@blitzjs/file-pipeline
File Transformation Pipeline
Design goals
- Stages: Related logic needs to live together
- Everything is a stream
- Efficiency
- Parallel processing
- Cleaner Architecture for Dirty restart functionality
- Agnostic input file watcher / glob
- Simplify tests
This package provides a gulp based pipeline for transforming files from a source to a destination across a series of stages.
import {transformFiles} from '@blitzjs/file-pipeline'
import through from 'through2'
import File from 'vinyl'
const myStage = () => ({
stream: through.obj((file:File, _, next) => {
next(null, file)
})
})
const mySecondStage = () => ({
stream: through.obj((file:File, _, next) => {
next(null, file)
})
})
const src = '/path/to/src'
const stages = [
myStage,
mySecondStage
]
const dest = '/path/to/dest'
const options = {
watch:true,
ignore: [],
include: ['**/*']
bus: someTransformStream
}
transformFiles(src, stages, dest, options),
Stages
Stages are how you provide special behaviour to your file-pipeline.

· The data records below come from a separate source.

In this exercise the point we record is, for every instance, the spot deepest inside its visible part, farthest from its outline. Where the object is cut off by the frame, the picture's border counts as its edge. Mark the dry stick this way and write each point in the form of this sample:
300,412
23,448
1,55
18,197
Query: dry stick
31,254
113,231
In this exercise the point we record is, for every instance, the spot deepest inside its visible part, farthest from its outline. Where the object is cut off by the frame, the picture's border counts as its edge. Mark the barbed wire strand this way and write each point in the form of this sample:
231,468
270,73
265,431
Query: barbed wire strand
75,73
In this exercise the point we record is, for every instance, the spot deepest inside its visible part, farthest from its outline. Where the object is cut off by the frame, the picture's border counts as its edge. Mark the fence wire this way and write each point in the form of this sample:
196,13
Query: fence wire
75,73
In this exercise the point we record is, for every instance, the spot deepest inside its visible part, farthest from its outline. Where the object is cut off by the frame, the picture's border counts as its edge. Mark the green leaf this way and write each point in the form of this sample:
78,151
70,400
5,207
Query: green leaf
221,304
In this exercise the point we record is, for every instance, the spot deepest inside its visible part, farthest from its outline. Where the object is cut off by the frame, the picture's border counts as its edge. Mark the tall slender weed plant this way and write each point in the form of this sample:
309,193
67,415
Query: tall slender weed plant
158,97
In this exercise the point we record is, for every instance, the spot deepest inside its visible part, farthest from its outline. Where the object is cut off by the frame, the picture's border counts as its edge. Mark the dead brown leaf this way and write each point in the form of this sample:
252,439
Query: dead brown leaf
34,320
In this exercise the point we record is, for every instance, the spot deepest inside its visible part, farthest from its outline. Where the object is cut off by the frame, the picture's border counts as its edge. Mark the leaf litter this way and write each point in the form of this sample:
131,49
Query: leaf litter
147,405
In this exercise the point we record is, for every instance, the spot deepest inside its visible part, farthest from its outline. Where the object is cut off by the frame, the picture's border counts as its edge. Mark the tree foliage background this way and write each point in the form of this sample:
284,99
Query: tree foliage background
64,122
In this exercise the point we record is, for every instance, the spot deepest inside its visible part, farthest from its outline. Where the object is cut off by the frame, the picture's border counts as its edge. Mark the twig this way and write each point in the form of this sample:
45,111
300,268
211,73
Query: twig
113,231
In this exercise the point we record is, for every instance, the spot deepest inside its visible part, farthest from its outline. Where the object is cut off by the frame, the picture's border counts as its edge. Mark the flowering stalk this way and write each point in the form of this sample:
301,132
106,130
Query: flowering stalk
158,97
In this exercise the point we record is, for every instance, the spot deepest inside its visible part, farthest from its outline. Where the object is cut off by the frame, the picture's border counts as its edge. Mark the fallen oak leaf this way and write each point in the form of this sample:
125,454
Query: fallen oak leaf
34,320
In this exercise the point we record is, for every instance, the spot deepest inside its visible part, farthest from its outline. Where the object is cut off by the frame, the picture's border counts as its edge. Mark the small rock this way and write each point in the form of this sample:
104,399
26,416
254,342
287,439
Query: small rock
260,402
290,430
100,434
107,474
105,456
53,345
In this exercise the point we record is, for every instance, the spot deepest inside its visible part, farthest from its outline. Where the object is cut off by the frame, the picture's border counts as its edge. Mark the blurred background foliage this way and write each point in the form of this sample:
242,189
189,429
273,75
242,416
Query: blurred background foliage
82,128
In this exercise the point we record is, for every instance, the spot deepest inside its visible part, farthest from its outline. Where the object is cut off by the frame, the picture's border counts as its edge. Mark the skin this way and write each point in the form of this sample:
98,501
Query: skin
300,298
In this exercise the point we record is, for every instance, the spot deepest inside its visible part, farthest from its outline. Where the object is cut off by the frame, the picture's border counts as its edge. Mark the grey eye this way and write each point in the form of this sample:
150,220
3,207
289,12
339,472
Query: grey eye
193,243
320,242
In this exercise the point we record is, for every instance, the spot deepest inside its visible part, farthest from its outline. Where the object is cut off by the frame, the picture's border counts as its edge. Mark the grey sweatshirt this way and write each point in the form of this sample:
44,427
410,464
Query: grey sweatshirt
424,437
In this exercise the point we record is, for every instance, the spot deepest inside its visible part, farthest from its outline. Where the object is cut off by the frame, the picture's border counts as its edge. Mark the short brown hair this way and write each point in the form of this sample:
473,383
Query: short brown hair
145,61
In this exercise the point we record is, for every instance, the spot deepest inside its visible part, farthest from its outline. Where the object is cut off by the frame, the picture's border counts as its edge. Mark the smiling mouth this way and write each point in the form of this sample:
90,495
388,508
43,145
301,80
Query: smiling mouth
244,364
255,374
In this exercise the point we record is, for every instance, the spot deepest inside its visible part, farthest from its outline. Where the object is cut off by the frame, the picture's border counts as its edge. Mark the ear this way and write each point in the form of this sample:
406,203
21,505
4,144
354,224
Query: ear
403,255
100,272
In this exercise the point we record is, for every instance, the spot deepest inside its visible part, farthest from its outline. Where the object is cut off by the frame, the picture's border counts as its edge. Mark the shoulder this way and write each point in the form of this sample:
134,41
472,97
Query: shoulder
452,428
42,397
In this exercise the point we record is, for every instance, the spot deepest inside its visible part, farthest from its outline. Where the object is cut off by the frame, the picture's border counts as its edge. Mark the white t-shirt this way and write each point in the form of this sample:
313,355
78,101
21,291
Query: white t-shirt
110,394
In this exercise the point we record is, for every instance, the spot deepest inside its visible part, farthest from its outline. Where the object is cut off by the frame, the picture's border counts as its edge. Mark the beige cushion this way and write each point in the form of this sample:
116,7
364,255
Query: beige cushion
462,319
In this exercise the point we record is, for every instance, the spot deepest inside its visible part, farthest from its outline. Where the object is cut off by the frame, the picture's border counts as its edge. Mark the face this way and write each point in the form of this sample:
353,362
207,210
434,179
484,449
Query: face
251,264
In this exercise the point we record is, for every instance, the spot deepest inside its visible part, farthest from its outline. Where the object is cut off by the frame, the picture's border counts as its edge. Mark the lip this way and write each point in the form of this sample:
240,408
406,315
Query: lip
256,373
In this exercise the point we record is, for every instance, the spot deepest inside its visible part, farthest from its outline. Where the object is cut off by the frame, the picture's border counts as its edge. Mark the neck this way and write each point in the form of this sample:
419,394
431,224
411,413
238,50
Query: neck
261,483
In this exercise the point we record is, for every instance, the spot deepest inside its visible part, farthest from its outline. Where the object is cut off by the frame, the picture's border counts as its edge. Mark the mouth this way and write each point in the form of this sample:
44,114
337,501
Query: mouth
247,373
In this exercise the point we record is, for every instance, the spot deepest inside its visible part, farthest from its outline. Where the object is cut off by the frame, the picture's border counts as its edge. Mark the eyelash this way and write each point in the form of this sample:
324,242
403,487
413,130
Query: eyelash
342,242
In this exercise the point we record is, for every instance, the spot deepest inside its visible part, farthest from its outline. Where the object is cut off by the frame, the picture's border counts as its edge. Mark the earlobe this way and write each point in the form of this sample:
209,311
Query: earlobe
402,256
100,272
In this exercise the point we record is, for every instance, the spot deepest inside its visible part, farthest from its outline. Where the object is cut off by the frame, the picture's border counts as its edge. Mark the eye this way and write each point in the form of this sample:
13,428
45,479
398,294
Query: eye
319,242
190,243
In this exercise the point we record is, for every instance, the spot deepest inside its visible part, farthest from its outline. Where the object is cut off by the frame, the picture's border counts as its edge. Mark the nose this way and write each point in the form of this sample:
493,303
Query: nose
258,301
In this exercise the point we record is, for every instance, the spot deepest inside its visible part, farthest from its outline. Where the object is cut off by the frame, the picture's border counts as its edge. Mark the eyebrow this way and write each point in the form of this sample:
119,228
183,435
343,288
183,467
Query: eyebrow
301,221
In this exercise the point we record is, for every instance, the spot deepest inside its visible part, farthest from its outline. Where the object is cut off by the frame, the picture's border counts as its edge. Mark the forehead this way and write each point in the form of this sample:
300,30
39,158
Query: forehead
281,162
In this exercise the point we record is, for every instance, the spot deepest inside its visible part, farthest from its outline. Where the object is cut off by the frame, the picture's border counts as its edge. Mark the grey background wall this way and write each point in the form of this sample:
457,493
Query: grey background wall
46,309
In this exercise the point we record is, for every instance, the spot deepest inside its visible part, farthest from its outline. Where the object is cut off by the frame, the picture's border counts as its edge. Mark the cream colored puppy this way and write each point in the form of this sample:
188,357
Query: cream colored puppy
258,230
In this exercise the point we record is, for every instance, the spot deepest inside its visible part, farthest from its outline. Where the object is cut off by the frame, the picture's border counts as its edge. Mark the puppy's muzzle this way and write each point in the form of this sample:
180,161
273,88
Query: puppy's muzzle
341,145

The anatomy of your stage looks like this:
function myStage({
// Stage config holds the basic info you need for the stage
config: {
// src folder
src,
// dest folder
dest,
// current working directory
cwd,
// include globs
include,
// ignore globs
ignore,
// if we are in watch mode
watch,
},
// Input writable stream - use input.write(file) to send a file the input of the pipeline
input,
// Event bus stream - use this to send events to listeners within and outside of the pipeline
bus,
// Get the input cache.
// This is an object that contains cached objects for all the files ingested.
// Use this for things that require lists of files
getInputCache,
}: StageArgs) {
const stream = createSomeKindOfTransformStream()
const ready = {foo: "This will appear in the object returned by transformation promise"}
return {stream, ready}
}
Why Streams?
Initially, Blitz will be used by people with small projects however as the number files and throughput increases we will need to use an architecture that allows for large parallel throughput with low memory consumption. Node is built on streams as a primitive so it makes sense to utilize what is available. The Gulp ecosystems provide several tools for managing streams of files so that makes sense to use those tools when available. Because refactoring to streams later would be extremely difficult and painful not starting with streams would be a design mistake.
Why not RxJS?
RxJS could be a good match for streaming architectures and introduces some really powerful tools for managing stream operations. As we are using object streams it would also possibly simplify some of the boilerplate using RxJS. However, certain operators in RxJS can be inapproachable for newer developers and tend to encourage too much abstraction. It is also an extra dependency that increases the learning surface of the codebase and as we are stuck with understanding basic node streams, in any case, it makes sense to avoid RxJS until absolutely necessary.
File Transform Pipeline
Stream helpers
So Node streams are a little incompatible on old versions of Node and there are a few compatibility libs we are using to help us work with streams.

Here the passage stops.